In MDP problem solving and control theorem, Bellman Equation is an important and crutial tool.

Bellman Operator¶

For MDP problem, let \(s\) be the system state, \(a\) be an action, \(Pr(s'|s, a)\) be the transition probability of turnning from state \(s\) to \(s'\) by taking action \(a\). Let \(Q(s)\) be the expected long term reward at state \(s\) and \(r(s, a)\) be the instantaneous reward by taking action \(a\) at state \(s\). Bellman operator \(B\) works as

\[B~Q(s) = \max_a r(s, a) + \gamma \sum_{s'} Pr(s'|s, a) Q(s)\]

Optimality¶

Pre-requests:

If Bellman operator \(B\) is actually a contraction mapping function, we can use Banach fixed-point theorem to show that it is going to converge. Actually, it is, and the metric is infinite norm and the Lipschitz constant is \(\gamma\).

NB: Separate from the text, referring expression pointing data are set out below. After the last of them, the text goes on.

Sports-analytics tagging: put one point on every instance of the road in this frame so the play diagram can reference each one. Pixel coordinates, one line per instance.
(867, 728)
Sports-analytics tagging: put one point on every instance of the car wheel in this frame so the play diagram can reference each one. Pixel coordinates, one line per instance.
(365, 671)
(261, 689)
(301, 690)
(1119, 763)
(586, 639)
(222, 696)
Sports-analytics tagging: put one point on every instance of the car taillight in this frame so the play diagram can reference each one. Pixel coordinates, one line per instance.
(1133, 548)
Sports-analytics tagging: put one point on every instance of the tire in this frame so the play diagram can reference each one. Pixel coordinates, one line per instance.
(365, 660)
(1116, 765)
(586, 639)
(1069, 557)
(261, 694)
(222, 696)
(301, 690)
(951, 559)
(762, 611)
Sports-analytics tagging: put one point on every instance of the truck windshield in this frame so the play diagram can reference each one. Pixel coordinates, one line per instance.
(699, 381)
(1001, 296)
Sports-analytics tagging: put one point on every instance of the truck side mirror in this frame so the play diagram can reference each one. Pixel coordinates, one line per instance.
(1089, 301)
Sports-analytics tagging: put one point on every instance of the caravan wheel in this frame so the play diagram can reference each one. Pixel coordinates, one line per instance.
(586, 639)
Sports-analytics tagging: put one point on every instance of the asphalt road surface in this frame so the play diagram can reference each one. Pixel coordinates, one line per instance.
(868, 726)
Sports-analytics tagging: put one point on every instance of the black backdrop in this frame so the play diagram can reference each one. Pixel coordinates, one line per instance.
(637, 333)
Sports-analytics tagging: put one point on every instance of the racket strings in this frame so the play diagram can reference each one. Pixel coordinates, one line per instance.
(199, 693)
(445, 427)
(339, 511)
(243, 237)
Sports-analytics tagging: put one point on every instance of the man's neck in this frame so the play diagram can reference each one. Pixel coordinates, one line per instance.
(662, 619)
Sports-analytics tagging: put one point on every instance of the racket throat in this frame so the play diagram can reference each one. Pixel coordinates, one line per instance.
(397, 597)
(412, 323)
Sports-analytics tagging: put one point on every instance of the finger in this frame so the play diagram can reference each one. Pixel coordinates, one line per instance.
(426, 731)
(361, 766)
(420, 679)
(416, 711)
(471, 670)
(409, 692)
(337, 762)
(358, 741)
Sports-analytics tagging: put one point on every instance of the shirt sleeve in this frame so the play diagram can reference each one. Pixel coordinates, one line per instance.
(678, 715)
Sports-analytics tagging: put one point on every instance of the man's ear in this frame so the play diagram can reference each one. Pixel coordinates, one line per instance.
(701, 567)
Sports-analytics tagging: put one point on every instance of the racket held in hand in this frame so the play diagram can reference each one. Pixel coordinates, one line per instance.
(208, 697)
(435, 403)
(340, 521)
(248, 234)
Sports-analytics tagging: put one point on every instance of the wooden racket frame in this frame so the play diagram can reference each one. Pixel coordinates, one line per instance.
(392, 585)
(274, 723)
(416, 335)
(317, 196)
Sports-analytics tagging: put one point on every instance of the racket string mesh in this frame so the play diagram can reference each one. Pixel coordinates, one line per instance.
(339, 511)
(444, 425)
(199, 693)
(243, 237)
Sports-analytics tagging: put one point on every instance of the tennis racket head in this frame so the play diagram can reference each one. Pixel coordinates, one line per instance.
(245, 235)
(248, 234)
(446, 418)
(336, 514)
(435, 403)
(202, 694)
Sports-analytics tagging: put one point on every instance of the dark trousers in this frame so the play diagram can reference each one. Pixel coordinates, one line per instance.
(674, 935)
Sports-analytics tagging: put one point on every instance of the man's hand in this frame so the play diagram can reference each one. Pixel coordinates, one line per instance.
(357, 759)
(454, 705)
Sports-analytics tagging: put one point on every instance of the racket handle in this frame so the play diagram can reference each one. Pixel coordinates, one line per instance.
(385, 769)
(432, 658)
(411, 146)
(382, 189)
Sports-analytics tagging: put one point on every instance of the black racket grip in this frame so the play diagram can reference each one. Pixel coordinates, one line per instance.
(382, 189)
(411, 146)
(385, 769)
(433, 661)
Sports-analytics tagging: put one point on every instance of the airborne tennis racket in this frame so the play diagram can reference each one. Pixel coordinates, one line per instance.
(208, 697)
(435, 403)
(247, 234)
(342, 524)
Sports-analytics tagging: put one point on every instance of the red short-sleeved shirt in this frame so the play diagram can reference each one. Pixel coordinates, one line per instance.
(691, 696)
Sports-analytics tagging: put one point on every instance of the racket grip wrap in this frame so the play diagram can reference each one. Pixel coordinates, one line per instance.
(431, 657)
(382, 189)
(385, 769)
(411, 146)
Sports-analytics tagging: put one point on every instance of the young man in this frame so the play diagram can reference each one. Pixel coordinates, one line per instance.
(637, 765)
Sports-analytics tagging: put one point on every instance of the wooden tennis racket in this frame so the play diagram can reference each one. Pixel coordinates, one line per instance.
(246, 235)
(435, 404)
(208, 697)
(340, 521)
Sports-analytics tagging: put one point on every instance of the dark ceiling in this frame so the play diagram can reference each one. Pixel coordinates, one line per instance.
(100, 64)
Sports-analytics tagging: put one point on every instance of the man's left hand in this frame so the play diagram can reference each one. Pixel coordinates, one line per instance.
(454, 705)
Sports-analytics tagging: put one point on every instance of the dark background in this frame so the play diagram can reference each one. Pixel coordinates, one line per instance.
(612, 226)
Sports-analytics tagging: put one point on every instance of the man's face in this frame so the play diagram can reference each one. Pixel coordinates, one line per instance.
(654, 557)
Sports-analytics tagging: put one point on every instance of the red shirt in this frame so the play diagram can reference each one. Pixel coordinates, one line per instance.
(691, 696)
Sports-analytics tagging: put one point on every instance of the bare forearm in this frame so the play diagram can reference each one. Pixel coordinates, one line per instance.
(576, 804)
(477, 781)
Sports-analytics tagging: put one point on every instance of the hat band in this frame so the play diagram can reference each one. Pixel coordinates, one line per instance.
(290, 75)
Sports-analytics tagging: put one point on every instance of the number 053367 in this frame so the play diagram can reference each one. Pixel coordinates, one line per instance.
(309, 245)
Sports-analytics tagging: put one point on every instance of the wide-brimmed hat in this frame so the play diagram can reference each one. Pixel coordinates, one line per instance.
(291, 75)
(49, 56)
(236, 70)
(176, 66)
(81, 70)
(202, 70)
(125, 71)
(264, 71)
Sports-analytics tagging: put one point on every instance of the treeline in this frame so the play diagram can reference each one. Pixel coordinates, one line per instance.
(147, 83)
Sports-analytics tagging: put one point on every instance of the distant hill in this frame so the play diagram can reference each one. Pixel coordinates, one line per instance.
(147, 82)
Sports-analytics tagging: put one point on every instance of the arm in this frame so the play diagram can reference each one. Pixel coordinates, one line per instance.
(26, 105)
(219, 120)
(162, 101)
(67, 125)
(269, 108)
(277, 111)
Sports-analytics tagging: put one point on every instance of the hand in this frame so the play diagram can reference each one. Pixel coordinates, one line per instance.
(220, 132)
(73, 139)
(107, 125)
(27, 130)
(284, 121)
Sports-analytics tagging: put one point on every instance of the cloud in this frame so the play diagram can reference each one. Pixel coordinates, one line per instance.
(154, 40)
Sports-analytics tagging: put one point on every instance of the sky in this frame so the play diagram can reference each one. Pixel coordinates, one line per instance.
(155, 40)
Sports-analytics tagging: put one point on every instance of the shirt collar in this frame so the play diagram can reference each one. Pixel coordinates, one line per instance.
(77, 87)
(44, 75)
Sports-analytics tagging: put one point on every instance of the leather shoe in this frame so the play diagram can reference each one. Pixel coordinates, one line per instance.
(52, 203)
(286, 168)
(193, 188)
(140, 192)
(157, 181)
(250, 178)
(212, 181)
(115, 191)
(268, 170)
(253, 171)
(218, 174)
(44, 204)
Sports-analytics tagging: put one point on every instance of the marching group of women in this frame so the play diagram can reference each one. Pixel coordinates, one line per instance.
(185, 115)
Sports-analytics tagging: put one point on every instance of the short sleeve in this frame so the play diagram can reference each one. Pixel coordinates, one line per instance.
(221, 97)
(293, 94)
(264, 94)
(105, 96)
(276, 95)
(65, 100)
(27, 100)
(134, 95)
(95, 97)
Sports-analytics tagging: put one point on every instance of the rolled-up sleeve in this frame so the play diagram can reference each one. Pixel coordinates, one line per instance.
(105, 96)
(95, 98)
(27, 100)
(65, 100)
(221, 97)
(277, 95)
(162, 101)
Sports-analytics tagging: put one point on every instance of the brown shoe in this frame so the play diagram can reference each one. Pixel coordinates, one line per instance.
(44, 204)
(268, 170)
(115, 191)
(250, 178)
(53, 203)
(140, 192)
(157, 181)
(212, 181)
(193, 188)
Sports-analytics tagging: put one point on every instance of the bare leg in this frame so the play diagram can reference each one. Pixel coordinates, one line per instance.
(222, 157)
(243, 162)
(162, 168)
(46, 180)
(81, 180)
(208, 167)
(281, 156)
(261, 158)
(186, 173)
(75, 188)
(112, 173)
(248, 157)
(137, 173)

\[\begin{split}\begin{align} \|B Q1(s) - B Q2(s)\| =& \| [\max_a r(s, a) + \gamma \sum_{s'} Pr(s'|s, a) Q1(s)] - [\max_a' r(s, a') + \gamma \sum_{s'} Pr(s'|s, a') Q2(s)] \| \\ \leq \| \max_a \{ [r(s, a) + \gamma \sum_{s'} Pr(s'|s, a) Q1(s)] - [r(s, a) + \gamma \sum_{s'} Pr(s'|s, a) Q2(s)] \} \| \\ = \gamma \| \max_a \sum_{s'} Pr(s'|s, a)(Q1(s) - Q2(s))\| \\ = \gamma \max_a \sum_{s'} Pr(s'|s, a) (Q1(s) - Q2(s)) \\ = \gamma \| Q1(s) - Q2(s) \| \max_a \sum_{s'} Pr(s'|s, a) \\ \leq \gamma \| Q1(s) - Q2(s) \| \end{align}\end{split}\]